Le procureur Christophe Rode a conclu son intervention en affirmant «Cette vénérable juridiction ne peut se réfugier dans un immobilisme mortifère et doit, tout comme les autres juridictions, accepter voire suggérer des évolutions. En effet, l'objectif est non pas de préserver des traditions supposées intangibles mais bien de rendre une meilleure justice dans l'intérêt de tous les justiciables confrontés à l'incontournable évolution des règles du marché du travail ouvert désormais à la mondialisation et donc soumis à des influences et à des conceptions diverses ».

Suspension des audiences de jugement 

Les conseillers prud’homaux chalonnais sont en complet désaccord avec les différentes dispositions concernant la justice prud’homale contenues dans le projet de loi Macron, des dispositions, qui, aux dires du président Gutierrez, « s'inscrivent dans une démarche claire : installer un échevinage déguisé »...  Et ils n'ont pas manqué de le faire savoir, en décidant à l'unanimité de ne pas communiquer sur l'activité du Conseil en 2014. Francis Gutierrez dans le cadre de son discours en a expliqué les raisons. « Des statistiques ont déjà été évoquées dans les différents rapports commandés par le ministère.
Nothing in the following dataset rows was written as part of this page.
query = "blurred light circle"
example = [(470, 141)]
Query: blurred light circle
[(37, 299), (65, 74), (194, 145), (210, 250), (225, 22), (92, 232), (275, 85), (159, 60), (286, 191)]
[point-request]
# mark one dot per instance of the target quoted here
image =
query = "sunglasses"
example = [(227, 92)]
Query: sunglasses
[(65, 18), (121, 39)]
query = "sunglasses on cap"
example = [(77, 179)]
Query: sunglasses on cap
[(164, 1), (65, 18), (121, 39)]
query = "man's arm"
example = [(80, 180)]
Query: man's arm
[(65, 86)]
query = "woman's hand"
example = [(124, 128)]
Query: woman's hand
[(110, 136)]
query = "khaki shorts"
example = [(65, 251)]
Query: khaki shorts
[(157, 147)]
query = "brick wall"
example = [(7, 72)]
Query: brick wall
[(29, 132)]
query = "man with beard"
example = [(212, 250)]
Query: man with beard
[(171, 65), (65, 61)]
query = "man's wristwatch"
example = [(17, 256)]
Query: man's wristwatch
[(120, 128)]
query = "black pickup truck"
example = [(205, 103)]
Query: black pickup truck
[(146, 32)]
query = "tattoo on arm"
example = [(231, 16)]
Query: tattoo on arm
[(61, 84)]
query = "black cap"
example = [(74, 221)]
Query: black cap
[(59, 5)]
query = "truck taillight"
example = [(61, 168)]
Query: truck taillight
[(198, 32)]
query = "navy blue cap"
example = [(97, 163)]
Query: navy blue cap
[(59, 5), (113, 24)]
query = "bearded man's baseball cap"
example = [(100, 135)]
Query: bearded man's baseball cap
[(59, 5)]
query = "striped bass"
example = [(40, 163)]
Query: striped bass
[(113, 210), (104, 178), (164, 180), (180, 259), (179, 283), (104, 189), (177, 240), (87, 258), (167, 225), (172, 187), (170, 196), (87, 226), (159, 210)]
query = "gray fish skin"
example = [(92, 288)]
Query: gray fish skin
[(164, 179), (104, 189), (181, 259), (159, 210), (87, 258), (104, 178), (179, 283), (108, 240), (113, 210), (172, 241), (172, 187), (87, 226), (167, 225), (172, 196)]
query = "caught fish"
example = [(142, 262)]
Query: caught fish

Je ne ferai qu'un seul commentaire sur les statistiques déjà publiées. Nous ne savons pas comment elles ont été établies et quels sont les effets attendus. Car de toute évidence, elles ne correspondent pas à la réalité sur la juridiction chalonnaise ».
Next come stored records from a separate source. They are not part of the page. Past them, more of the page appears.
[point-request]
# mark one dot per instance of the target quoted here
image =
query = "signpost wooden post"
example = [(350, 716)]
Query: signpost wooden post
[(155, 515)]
Les conseillers prud’homaux chalonnais ne veulent pas entendre parler du projet de loi Macron et ils vont le faire savoir en dehors d'une salle d'audience. Le président Millot a en effet annoncé qu'à l'issue d'une assemblée générale en date du 9 janvier 2015 il avait été décidé la suspension des audiences de jugement jusqu'au 31 janvier 2015, à l'exception des audiences de référés et des audiences de conciliation.

Gabriel-Henri THEULOT

 

   

L'année 2014 en quelques chiffres

Affaires enregistrées : 606 affaires, se répartissant comme suit : industrie : 214 (35%), commerce : 168 (28%), activités diverses : 116 (19%), encadrement : 96 (16%) et agriculture 12 (2%).
Affaires devant le bureau de conciliation : 496 affaires audiencées, se répartissant comme suit : renvoi au bureau de jugement avec délai de communication des pièces : 392 (79%), renvoi à une autre audience de conciliation : 44 (9%), désistement-caducité : 29 (6%), conciliation totale : 27 (5%), radiation : 3,  renvoi au bureau de jugement avec mesure provisoire : 1.

Affaires en bureau de jugement : 1 342 affaires audiencées.

Stock au 31 décembre 2014 : 583 affaires se répartissant comme suit : industrie : 206 (35%), commerce 193 (33%), activités diverses : 87 (15%), encadrement : 87 (15%), agriculture : 10 (2%).

Pourcentage d'appel : 146 appels sur 281 jugements rendus en premier ressort, soit 51,96%. Et par section 70% en agriculture (7 sur 10), 56,56 % en commerce (69 sur 122), 54,55% en encadrement (12 sur 22), 49,21% en industrie (31 sur 63) et 42,19% en activités diverses (27 sur 64).